私の西村京太郎ベスト

私はミステリに入るきっかけが西村京太郎だったので、過去にもことあるごとに西村京太郎作品について書いている。こことかこことか。そんな私が最も「多くの人に読んで欲しい」と思っている作品は『華麗なる誘拐』である。日本国民1億2000万人を誘拐する、というアイデアには興奮させられた。誘拐は何も「拘束されている」ことだけを指すものではなく、生死はこちらの手の内にあるのだ、という犯人側「ブルー・ライオンズ」の主張。そして起こる無差別殺人。なす術のない国民。そしてやがて提示される、犯人側からの意外な身代金5000億円の回収方法。
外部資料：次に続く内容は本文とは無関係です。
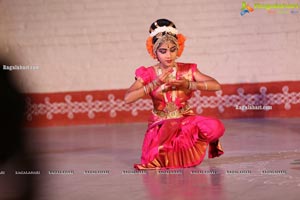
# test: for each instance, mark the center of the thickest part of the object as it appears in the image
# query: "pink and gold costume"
(176, 137)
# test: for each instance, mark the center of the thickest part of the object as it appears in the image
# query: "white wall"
(97, 44)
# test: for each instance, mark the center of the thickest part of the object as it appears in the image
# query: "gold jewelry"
(192, 85)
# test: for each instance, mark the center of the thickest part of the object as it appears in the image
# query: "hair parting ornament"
(162, 34)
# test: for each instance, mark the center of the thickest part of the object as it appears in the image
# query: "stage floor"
(261, 161)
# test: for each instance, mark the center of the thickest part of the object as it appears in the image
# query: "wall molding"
(104, 107)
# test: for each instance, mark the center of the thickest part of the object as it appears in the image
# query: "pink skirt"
(180, 142)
最初のうちは順調に身代金が集まるが、実はその方法こそが逆に犯人側を追い詰めることになる……というような展開。
1978年に発表された長編だが、恐らく当時は「なんとも荒唐無稽すぎる話だ。実際には絶対にありえないな」と思われていたはず。しかし1995年、あの地下鉄サリン事件が起こった時、不謹慎ながらも私はとっさにこの作品を連想した。「ブルー・ライオンズだ!」と。荒唐無稽な小説に現実が追いついた瞬間だった。世紀末を予見していた傑作である。